Intervistato ai microfoni de Il Mattino, l’attaccante dell’Avellino Luigi Castaldo ha parlato dell’attuale situazione dei biancoverdi. L’uomo in più della squadra di Massimo Rastelli, grazie ai suoi 10 gol in campionato, sui 15 totali realizzati dall’Avellino. Castaldo sta vivendo un momento di grazia, e quando lui non è in forma la squadra sembra non girare, come accaduto nella sfida contro il Vicenza dove i lupi sono rimasti a secco. Il sogno nel cassetto di Castaldo, attaccante che non ha mai giocato in massima serie, è la Serie A, magari proprio con l’Avellino: “In passato sono andato vicino a giocarci, mi volevano Siena e Palermo, ma poi non si è fatto più nulla. Sogno di giocare almeno una stagione in Serie A. Mi piace pensare che il gol migliore è quello che devi ancora segnare, così come la partita migliore è quella che ancora devi giocare”.

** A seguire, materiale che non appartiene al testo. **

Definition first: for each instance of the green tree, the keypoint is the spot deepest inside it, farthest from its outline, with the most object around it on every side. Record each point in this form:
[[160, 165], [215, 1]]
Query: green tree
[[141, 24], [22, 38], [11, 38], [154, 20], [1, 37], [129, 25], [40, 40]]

Castaldo ha poi proseguito, ricordando il passato a Nocera e con lo sguardo rivolto al futuro: “In rossonero mi hanno trattato male, sono stato criticato in modo assurdo, anche quando arrivai in doppia cifra segnando dieci gol. Ad Avellino con i miei dieci gol sono diventato quasi un idolo, c’è differenza tra i tifosi. Per il futuro spero un giorno di diventare allenatore”. Parlando di allenatori, Castaldo non ha perso tempo ad elogiare il suo tecnico attuale: “Massimo Rastelli un giorno allenerà in Serie A. E’ preparatissimo e se lo merita”.